Tacrolimus
Tacrolimus is used to prevent rejection in people who have received a kidney, liver, or heart transplant. It is also used as a topical ointment to treat eczema.
Tacrolimus Overview
Tacrolimus is used along with other medications to prevent rejection (attack of a transplanted organ by the immune system of a person receiving the organ) in people who have received kidney, liver, or heart transplants. It is also used as a topical agent for treating eczema that has not responded to other medications.
Tacrolimus is in a class of medications called immunosupressants.
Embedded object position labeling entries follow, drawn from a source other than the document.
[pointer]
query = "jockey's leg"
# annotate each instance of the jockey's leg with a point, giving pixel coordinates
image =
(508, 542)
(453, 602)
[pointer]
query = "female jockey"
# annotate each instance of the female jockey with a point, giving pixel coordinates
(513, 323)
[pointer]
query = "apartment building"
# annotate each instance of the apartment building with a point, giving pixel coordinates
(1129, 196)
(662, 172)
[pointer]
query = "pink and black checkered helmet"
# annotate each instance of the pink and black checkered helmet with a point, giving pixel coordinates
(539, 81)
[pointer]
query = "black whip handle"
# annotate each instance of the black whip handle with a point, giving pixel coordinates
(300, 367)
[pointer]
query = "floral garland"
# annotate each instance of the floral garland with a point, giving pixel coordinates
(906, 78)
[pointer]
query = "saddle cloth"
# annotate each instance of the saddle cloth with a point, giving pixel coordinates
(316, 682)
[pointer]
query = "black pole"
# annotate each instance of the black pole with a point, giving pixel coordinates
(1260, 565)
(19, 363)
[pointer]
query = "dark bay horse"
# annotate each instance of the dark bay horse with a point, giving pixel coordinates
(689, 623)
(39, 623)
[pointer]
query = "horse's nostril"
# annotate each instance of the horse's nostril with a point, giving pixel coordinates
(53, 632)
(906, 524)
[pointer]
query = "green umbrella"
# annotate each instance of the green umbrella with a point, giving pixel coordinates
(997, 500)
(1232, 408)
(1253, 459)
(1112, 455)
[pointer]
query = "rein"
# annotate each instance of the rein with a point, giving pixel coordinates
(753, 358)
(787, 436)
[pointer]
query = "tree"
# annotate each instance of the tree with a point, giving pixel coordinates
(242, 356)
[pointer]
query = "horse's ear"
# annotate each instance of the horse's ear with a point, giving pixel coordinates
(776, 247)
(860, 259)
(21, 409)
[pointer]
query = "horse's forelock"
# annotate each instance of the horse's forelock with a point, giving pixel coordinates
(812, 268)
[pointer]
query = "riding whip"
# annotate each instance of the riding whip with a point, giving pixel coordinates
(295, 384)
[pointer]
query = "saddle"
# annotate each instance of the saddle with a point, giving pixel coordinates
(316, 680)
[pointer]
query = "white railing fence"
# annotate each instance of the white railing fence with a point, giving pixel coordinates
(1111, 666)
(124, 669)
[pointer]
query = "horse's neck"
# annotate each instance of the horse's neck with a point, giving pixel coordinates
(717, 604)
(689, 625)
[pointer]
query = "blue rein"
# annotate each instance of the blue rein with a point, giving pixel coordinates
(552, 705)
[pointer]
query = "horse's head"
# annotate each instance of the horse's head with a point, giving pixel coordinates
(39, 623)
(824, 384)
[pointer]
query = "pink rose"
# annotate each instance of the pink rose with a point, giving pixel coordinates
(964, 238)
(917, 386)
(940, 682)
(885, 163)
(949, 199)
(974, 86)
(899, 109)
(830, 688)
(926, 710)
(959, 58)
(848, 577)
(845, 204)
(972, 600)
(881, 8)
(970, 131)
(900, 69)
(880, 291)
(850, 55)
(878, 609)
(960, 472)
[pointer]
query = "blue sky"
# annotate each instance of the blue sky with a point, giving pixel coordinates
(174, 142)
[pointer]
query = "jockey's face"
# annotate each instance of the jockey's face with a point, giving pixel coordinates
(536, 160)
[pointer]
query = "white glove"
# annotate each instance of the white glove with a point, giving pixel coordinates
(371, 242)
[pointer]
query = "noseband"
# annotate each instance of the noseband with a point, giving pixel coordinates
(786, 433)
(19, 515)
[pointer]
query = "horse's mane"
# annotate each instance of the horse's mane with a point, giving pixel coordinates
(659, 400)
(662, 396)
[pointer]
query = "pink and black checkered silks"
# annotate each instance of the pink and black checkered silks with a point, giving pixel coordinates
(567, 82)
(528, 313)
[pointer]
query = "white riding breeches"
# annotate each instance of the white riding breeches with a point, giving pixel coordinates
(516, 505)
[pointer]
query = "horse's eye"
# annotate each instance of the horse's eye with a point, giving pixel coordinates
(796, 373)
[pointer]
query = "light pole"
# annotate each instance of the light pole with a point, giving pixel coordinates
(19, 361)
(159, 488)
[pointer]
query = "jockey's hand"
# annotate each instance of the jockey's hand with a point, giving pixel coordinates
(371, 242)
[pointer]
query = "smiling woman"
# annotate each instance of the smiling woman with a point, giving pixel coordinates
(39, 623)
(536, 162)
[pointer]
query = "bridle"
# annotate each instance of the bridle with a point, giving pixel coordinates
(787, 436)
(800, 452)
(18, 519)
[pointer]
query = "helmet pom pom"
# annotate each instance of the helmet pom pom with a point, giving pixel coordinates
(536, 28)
It works by decreasing the activity of the immune system.
This medication comes in an immediate-release capsule form that is taken twice a day and extended-release capsule and tablet forms that are taken once a day. It is also available as an injectable form that is given as an ongoing infusion after the transplant surgery.
Tacrolimus is also available as a topical ointment that is applied to the affected skin twice a day.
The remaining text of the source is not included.